Policjanci zatrzymali mężczyźnie prawo jazdy i zapytali, czy posiada substancje, których posiadanie jest zabronione. - Po raz kolejny zaprzeczył, jednak gdy miało dojść do przeszukania 27-latka, ten dobrowolnie wydał dwa zawiniątka, które ukrywał w swojej bieliźnie - dodał Domarecki. Badanie przejętej substancji potwierdziło, że to marihuana.

"Tłumaczył, że palił marihuanę, bo ma problemy ze snem"

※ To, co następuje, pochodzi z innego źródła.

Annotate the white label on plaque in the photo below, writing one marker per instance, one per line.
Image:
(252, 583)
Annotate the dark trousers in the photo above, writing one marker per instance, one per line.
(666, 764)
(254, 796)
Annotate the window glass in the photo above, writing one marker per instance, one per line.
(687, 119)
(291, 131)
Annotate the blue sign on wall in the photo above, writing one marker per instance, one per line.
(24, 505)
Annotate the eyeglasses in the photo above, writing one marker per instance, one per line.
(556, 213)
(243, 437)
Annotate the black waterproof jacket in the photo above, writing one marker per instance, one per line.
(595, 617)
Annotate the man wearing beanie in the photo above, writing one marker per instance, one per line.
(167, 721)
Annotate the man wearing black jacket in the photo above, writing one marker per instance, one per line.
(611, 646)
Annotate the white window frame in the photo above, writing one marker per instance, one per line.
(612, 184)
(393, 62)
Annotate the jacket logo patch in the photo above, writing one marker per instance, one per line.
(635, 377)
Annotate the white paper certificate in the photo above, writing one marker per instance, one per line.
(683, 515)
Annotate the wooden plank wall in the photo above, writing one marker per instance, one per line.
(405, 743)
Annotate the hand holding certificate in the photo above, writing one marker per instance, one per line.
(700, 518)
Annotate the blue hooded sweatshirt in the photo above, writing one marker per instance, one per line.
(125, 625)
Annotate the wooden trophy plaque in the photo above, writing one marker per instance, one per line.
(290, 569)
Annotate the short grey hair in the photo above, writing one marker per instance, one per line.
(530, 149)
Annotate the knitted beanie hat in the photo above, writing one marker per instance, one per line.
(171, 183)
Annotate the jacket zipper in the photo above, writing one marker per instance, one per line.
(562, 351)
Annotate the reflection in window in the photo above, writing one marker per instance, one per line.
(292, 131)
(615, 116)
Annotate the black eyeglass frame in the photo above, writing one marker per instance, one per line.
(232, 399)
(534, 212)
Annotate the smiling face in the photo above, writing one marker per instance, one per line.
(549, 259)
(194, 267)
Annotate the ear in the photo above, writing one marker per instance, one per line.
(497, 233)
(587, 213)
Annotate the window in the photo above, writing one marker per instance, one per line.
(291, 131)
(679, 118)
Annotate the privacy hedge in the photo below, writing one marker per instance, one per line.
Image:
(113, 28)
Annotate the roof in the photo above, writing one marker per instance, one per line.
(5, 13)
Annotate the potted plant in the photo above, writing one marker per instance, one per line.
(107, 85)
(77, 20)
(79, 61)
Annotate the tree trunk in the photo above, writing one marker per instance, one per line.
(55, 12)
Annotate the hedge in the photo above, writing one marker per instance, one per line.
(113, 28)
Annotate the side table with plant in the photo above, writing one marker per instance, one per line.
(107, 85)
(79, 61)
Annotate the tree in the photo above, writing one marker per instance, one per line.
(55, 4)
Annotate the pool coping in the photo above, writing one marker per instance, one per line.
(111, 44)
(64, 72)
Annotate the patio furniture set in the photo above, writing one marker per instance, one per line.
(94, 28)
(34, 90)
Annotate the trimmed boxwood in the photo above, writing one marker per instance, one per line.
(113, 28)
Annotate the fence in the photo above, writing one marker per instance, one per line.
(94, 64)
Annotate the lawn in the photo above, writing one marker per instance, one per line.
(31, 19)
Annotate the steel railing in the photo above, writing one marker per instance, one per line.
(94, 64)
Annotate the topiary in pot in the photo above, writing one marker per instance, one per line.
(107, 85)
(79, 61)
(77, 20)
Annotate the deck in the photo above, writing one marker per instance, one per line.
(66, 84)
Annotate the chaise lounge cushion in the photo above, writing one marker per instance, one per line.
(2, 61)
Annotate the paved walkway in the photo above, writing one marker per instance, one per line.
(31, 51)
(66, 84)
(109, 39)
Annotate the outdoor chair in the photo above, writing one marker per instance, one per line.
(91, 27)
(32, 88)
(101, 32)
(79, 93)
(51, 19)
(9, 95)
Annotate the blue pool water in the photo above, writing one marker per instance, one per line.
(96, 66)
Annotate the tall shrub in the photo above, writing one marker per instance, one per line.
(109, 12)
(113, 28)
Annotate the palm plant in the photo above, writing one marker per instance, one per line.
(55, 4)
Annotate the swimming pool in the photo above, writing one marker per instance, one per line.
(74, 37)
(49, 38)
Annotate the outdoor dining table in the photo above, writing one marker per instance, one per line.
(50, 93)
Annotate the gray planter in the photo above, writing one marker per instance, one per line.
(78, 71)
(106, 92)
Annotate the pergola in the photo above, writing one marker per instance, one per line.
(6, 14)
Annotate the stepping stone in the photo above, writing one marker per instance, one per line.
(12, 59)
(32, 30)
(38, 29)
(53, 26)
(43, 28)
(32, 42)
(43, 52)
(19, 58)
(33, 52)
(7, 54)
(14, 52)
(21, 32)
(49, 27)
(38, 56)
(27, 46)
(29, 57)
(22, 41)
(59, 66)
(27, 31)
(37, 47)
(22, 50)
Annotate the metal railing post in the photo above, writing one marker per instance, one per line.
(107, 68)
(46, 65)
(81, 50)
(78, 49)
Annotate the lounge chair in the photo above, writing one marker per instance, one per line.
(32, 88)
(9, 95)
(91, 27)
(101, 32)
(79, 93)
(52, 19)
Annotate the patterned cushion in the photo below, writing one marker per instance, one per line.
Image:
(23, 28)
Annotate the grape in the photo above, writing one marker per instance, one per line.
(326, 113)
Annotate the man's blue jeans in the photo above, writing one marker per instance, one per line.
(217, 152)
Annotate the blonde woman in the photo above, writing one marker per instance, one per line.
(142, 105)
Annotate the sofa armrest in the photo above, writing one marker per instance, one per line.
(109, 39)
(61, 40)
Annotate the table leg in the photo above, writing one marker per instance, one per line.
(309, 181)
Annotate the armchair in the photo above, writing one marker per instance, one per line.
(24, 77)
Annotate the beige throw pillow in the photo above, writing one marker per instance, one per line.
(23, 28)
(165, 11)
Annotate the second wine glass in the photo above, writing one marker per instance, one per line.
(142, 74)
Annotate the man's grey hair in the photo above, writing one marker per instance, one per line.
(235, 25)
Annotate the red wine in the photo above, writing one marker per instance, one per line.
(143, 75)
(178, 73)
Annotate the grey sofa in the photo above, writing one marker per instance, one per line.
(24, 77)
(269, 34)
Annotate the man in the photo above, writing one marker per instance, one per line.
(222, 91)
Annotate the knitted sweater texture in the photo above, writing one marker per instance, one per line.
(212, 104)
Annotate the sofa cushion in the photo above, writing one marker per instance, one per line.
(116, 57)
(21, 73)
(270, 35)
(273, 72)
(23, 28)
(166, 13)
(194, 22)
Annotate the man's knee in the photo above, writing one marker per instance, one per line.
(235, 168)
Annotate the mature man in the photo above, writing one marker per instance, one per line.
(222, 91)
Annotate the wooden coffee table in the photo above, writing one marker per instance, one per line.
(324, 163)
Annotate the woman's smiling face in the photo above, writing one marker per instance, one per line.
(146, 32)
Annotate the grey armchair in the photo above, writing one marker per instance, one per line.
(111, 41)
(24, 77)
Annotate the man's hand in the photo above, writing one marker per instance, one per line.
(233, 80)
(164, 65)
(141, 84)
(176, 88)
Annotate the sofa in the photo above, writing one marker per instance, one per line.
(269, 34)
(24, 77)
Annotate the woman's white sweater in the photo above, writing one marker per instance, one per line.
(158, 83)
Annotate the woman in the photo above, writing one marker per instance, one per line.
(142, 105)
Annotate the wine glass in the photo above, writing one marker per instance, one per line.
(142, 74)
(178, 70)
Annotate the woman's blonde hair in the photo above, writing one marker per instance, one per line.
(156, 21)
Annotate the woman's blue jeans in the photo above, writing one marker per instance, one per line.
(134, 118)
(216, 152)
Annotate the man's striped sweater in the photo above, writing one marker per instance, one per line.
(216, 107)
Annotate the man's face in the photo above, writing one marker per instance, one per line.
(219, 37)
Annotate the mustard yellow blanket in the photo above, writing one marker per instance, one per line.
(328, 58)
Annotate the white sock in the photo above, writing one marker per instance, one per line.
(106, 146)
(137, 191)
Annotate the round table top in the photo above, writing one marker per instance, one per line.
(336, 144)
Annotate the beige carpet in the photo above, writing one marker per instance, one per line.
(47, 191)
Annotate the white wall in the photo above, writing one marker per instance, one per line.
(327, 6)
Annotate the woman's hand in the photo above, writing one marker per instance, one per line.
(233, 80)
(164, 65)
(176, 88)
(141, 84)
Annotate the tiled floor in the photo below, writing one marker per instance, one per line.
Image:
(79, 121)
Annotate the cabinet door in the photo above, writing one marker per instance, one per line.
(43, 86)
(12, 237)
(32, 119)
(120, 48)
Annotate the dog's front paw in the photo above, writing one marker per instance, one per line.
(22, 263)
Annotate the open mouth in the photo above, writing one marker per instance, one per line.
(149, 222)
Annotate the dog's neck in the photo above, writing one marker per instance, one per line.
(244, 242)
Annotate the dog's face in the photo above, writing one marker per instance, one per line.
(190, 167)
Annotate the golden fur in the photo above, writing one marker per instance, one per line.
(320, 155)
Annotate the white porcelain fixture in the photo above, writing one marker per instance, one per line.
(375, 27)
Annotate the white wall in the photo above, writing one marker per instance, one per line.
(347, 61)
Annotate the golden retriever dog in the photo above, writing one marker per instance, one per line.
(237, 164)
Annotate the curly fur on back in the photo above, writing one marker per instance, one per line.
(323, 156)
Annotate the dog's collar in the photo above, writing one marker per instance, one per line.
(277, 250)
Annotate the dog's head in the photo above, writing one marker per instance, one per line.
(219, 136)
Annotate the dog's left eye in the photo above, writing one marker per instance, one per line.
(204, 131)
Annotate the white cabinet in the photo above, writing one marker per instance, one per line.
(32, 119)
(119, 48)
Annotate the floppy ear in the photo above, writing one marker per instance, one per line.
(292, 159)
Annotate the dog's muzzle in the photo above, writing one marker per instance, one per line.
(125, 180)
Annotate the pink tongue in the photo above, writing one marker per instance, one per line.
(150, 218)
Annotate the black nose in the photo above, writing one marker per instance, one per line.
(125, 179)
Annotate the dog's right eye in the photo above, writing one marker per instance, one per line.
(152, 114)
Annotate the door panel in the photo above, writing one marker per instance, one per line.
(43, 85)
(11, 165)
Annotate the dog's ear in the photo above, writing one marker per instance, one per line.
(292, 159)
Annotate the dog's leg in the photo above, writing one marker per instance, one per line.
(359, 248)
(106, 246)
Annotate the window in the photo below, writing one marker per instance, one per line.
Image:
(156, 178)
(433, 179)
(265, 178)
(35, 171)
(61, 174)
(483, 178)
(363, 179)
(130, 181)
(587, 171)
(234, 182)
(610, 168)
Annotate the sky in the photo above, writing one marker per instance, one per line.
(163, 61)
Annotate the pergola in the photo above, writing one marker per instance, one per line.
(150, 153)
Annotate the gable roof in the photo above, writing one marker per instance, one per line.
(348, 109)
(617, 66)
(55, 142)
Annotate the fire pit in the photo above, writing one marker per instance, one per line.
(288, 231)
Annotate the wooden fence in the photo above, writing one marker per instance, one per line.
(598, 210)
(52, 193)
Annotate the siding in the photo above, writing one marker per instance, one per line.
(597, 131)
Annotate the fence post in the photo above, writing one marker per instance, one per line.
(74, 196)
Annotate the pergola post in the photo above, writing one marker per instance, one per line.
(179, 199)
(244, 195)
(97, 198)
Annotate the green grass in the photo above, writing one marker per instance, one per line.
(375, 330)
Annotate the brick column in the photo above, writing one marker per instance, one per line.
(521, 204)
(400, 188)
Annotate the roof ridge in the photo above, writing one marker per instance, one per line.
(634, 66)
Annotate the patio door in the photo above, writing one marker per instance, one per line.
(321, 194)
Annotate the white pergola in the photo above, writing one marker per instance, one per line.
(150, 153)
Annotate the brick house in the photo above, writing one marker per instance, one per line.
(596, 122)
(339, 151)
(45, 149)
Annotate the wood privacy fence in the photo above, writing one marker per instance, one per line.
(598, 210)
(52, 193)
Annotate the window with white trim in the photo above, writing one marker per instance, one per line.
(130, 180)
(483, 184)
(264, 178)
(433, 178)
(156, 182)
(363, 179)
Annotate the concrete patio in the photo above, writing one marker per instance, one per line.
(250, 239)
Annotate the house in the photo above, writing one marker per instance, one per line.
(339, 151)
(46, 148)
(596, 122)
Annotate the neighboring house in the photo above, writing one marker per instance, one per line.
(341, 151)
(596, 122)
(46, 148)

Policjanci zatrzymali 27-latka. Po nocy spędzonej w otwockiej komendzie mężczyzna usłyszał zarzuty kierowania pod wpływem środków odurzających oraz ich posiadania. - Mężczyzna przyznał się do winy, tłumaczył się policjantom, że palił marihuanę, bo ma problemy ze snem - relacjonował przedstawiciel otwockiej komendy.

Mężczyźnie grozi kara do trzech lat więzienia.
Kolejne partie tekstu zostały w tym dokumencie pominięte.